BİZ YÖK‘SÜZ BİR ÜNİVERSİTE İSTİYORUZ

Ülkemizin en karanlık dönemini yaratan 12 Eylül askeri darbesinin ilk icraatlarından birisi muhalefetin itici gücü olan üniversitelerin ve üniversite gençliğinin bütünüyle denetim altına alınması ve bu durumun sürekliliğinin sağlanması amacıyla 6 Kasım 1981‘de YÖK‘ü kurmak olmuştur.  

YÖK yasası ile birlikte üniversitelerde bir yıkım süreci başlatılarak öncelikle kadrolar hızla değiştirilmiş, üniversitelerde bilimsellik ve akademik özgürlük tamamen yok edilmiş, birçok öğretim görevlisi ve kamu çalışanı 1402 sayılı yasayla üniversite dışına itilmiş, düşünce ve ifade özgürlüğünün önü kesilerek bilimsellikten uzak ve toplumsal sorunlara sessiz bir öğrenci kitlesi yaratılmak istenmiştir.

YÖK, baskı ve denetim görevinin yanı sıra 12 Eylül ile birlikte uluslararası sermayenin istemlerine uygun olarak ülkenin yeniden şekillendirilmesi sürecinde üniversitelerin yeniden yapılandırılması görevini de üstlenmiştir. YÖK‘ün kuruluşu ile birlikte özel üniversiteler kurulmuş, kamu üniversitelerinde de harçlarla paralı eğitime geçilmiştir.

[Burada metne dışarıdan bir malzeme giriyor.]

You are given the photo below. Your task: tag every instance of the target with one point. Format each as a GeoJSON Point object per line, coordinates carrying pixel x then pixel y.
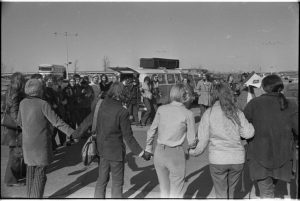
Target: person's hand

Üniversitelerimiz 29 yıldır 12 Eylül rejiminin ürünü olan YÖK‘ün baskısı altındadır. 

Uluslararası sermayenin her şeyi metalaştıran neo-liberal politikaları, eğitimi de metalaştırarak öğrencileri müşteriye, üniversiteleri ise sermayenin gereksinimleri doğrultusunda eğitim yapan, sermayeye elaman yetiştiren merkezlere dönüştürmek istemektedir.

Neo-liberal politikaların uygulayıcısı olan AKP İktidarının elinde yeniden yapılanan Yükseköğretim Kurulu bir taraftan bu politikaları eğitim alanında hayata geçirirken, bir taraftan da baskı görevini yerine getirmektedir.

Son olarak YÖK kurulduğu günden bu yana gösterdiği performansı da aşarak, işi üniversitelerde karakol kurdurmaya ve "sivil"lerin bulundurulmasına kadar vardırmıştır.

Özgürlüklerin ve demokrasinin savunuculuğunu kimselere bırakmayan, toplumu 12 Eylül ile hesaplaştığını iddia ettiği Anayasa değişiklikleri ile oyalayan AKP İktidarı, üniversitelerin içine kurdurulmaya çalışılan karakolları, "özerk üniversite, parasız eğitim" talepleri nedeniyle gözaltına alınan; fişlenen öğrencileri görmezden gelmekte, üniversitelerimizin geleceği olan akademisyenlerin iş güvencesini yok ederek bilim insanlarını işsizlik tehlikesi ile karşı karşıya bırakmakta, sınırlı aktardığı kaynaklarla üniversiteleri sermaye ile doğrudan ilişki kurmaya zorlamaktadır.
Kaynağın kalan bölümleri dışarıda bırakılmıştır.